今の仕事を続けながら、海外ボランティアへ。ビジネスチャンスも掴めるかも!?

今の仕事を続けながら、海外ボランティアへ。ビジネスチャンスも掴めるかも!?

 国際協力機構(JICA)は8月22日、JICA市ケ谷ビル国際会議場(東京都新宿区)で「グローバル時代の人材をどう育てるか」をテーマに、海外展開に取り組む中小企業向けのシンポジウムを開く。
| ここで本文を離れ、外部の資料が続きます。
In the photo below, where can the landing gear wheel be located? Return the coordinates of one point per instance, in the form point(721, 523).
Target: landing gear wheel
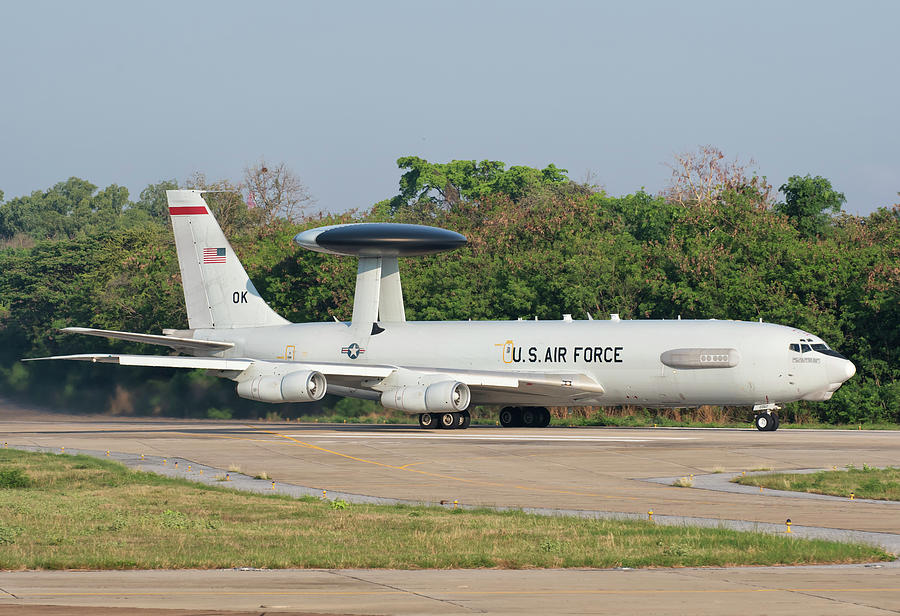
point(530, 417)
point(544, 418)
point(765, 422)
point(510, 416)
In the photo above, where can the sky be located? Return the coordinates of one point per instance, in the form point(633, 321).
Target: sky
point(134, 93)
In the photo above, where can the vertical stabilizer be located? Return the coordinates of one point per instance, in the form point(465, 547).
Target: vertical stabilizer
point(217, 291)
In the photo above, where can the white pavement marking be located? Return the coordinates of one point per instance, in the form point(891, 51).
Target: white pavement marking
point(505, 437)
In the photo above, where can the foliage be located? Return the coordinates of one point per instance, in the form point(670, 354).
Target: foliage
point(809, 202)
point(426, 186)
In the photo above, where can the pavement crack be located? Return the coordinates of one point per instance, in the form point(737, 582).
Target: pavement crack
point(797, 591)
point(6, 592)
point(405, 590)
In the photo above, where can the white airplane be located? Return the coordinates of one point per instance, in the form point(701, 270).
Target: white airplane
point(437, 370)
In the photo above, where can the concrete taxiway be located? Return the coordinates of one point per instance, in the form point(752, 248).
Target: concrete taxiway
point(573, 469)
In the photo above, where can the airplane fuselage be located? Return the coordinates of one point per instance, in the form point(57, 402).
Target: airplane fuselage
point(717, 362)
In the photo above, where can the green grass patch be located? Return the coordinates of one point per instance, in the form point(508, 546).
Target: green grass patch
point(865, 482)
point(81, 512)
 2012年、政府の「中小企業海外展開支援大綱」改訂以降、JICAは日本の中小企業の製品・技術を、開発途上国の課題解決に活かす事業への支援に力を入れている。シンポジウムでは、NHKシニア・ディレクターの片岡利文氏がグローバル人材の確保と育成の実態を話すほか、JICAのボランティア事業を人材育成に生かす会宝産業(金沢市)の近藤典彦会長らが講演する。講演後には、無料の個別相談会も実施する。
 参加無料。定員180人。詳細は公式サイトへ。 
日刊工業新聞2017年7月25日に加筆

ボランティア派遣、産学官と連携深化。利点伝え、新しい層開拓

 国際協力機構(JICA)が途上国へのボランティア派遣事業で、企業や大学、自治体との連携を深めている。これまで海外ボランティアは個人が参加する印象が強かったが、さまざまな組織との連携で参加者の裾野を広げる狙いだ。4月に女性初のJICA青年海外協力隊事務局長に就任した山本美香氏に、組織と連携する背景や今後の展望を聞いた。

―企業などと連携する理由は何ですか。
「2000年代をピークにボランティアへの応募者数は減少傾向にある。少子高齢化で人口が減っていることに加え、昔に比べて海外渡航が楽になり、JICA事業以外でも海外で活動する選択肢が増えたことが要因だろう。組織と連携し、これまで応募してこなかった層を開拓していきたい」

―今後、どのように企業などの参加者を広げていきたいですか。
「現状、ボランティアに占める現職参加の割合は2割弱にとどまる。まだ企業や大学に現職参加の制度が知られていないことが課題だ。またメリットも十分伝わっていない。企業などが参加する場合、派遣された社員はアフリカなどの派遣先で鍛えられ、たくましくなって帰国する。人材育成にはもってこいの制度だと思う」

―特に注目している分野はありますか。
「20年の東京五輪・パラリンピックを見据え、スポーツ分野で大学や自治体と連携したい。スポーツにおける日本の知見を求める国は多い。ボランティアを通じて日本と海外が強い絆で結ばれることで、東京五輪・パラリンピックを後押ししたい」
(文=大城麻木乃)

【略歴】86年(昭61)武蔵大社会卒。92年国際協力事業団(現国際協力機構)に入る。ボリビア事務所長、青年海外協力隊事務局総務・企画担当次長を経て、2017年4月1日から現職。埼玉県出身、54歳。
日刊工業新聞2017年5月30日

【ファシリテーターのコメント】
JICAは「民間連携ボランティア制度」という企業の社員が現職のまま途上国でボランティアに参加できる制度を設けています。この制度を利用して、これから進出したい国に社員を派遣すると、空いた時間に市場調査が行える上、現地に人脈も築けます。何よりも、ボランティアを通じ、国際的な人材を育成できます。シンポジウムでは、実際に制度を利用した企業が登壇し、経験談を語ります。お見逃しなく。